Molina v. Spanos

CourtCourt of Appeals for the Tenth Circuit
DecidedAugust 18, 1999
Docket98-4119
StatusUnpublished

This text of Molina v. Spanos (Molina v. Spanos) is published on Counsel Stack Legal Research, covering Court of Appeals for the Tenth Circuit primary law. Counsel Stack provides free access to over 12 million legal documents including statutes, case law, regulations, and constitutions.

Bluebook
Molina v. Spanos, (10th Cir. 1999).

Opinion

F I L E D United States Court of Appeals Tenth Circuit UNITED STATES COURT OF APPEALS AUG 18 1999 FOR THE TENTH CIRCUIT PATRICK FISHER Clerk

RONALD R. MOLINA,

Plaintiff-Appellant,

v. No. 98-4119 (D.C. No. 96-CV-23-K) MIKE SPANOS, ROBERT J. (D. Utah) LUCKING, PERRY ROSE, KEN VAN WAGONER, and WASATCH COUNTY SHERIFF’S DEPARTMENT,

Defendants-Appellees.

ORDER AND JUDGMENT *

Before BRORBY , EBEL , and BRISCOE , Circuit Judges.
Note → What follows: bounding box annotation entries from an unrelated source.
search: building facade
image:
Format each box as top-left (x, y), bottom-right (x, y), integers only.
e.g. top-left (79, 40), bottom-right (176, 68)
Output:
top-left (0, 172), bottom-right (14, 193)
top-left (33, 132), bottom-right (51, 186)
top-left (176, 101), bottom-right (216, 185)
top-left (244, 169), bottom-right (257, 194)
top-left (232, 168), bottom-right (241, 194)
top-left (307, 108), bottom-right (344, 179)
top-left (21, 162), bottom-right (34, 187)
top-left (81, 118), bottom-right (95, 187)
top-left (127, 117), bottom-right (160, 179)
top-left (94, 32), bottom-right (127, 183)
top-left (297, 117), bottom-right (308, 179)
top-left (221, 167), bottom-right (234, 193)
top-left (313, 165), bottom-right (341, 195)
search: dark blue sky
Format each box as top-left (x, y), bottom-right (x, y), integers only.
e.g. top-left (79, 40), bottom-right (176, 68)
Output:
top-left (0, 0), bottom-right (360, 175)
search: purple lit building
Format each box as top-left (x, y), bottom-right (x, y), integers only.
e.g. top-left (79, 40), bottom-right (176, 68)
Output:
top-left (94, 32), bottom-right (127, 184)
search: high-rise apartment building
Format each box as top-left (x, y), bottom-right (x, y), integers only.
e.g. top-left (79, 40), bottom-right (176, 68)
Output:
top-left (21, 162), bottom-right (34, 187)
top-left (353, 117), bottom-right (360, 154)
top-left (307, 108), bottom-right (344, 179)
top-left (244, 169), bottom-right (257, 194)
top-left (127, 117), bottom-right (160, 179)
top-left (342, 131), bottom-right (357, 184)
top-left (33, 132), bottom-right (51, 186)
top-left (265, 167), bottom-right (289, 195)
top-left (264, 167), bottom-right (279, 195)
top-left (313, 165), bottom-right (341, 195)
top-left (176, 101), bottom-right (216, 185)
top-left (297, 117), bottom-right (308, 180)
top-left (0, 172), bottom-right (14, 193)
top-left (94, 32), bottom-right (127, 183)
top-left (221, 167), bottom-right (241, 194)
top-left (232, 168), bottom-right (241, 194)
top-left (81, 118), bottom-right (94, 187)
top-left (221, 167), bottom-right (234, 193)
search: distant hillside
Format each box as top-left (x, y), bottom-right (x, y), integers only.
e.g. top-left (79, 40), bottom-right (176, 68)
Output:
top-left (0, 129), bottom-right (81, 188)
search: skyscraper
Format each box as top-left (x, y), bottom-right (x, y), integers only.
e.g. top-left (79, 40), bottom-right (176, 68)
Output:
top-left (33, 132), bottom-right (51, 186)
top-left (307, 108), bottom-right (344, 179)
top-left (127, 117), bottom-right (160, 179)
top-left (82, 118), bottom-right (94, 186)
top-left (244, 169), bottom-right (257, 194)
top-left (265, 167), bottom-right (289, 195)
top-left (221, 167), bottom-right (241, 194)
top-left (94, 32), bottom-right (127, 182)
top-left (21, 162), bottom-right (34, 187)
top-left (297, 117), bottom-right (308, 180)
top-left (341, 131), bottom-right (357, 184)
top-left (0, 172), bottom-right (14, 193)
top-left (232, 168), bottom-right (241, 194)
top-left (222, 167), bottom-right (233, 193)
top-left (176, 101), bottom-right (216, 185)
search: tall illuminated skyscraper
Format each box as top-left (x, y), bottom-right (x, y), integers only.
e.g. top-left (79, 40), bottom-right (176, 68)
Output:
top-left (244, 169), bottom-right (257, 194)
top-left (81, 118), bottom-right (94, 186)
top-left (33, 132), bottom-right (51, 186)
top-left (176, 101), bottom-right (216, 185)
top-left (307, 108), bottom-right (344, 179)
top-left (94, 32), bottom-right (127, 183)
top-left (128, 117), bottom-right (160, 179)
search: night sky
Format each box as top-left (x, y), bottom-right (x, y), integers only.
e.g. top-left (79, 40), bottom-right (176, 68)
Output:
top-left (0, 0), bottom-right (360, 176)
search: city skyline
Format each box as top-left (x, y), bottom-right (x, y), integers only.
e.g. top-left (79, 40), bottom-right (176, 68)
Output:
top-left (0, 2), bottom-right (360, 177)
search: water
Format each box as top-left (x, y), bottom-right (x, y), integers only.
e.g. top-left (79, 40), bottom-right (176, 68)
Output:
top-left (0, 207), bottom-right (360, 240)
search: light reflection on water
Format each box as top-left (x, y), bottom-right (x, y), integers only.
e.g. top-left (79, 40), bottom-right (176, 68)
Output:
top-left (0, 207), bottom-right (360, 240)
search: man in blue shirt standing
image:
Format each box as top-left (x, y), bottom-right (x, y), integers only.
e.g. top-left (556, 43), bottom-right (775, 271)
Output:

After examining the briefs and appellate record, this panel has determined

unanimously that oral argument would not materially assist the determination of

* This order and judgment is not binding precedent, except under the doctrines of law of the case, res judicata, and collateral estoppel. The court generally disfavors the citation of orders and judgments; nevertheless, an order and judgment may be cited under the terms and conditions of 10th Cir. R. 36.3. this appeal. See Fed. R. App. P. 34(a)(2); 10th Cir. R. 34.1(G). The case is

therefore ordered submitted without oral argument.

This action arose out of a drug investigation of plaintiff Robert R. Molina

and Clifford Molina, plaintiff’s brother. The investigation led to their subsequent

arrest, a search of plaintiff’s property, the seizure of plaintiff’s home, the

initiation of criminal drug charges, and the filing of a forfeiture proceeding.

Plaintiff appeals from the district court’s entry of summary judgment in favor of

defendants Mike Spanos, the sheriff of Wasatch County, Utah; Robert J. Lucking,

Perry Rose, and Ken Van Wagoner, law enforcement officers working with the

Wasatch Area Drug Enforcement Network (a multi-jurisdictional drug task force

known as WADEN); the Wasatch County Sheriff’s Department; and John Does 1

through 10, on his federal claims under 42 U.S.C. §§ 1982 and 1983 that

defendants violated his constitutional rights and his state claims of false arrest,

false imprisonment, intentional infliction of emotional distress, defamation,

conversion, and violation of property rights under the Utah Constitution. He also

appeals the district court’s orders refusing to compel production of requested

discovery, excluding certain evidence, and denying his motion for partial

summary judgment. We affirm in part, reverse in part, and remand for further

proceedings.

-2- I. BACKGROUND

In 1990, plaintiff, who is of Hispanic descent, moved to Heber City, Utah,

from Miami, Florida. As a self-employed certified public accountant, writer, and

real estate finance expert, he conducted his business from his home. Shortly after

relocating, plaintiff began to suspect that his house was under police surveillance.

In 1992, when plaintiff was visiting in another state, his teenaged son

called the police for assistance in removing two acquaintances from the house.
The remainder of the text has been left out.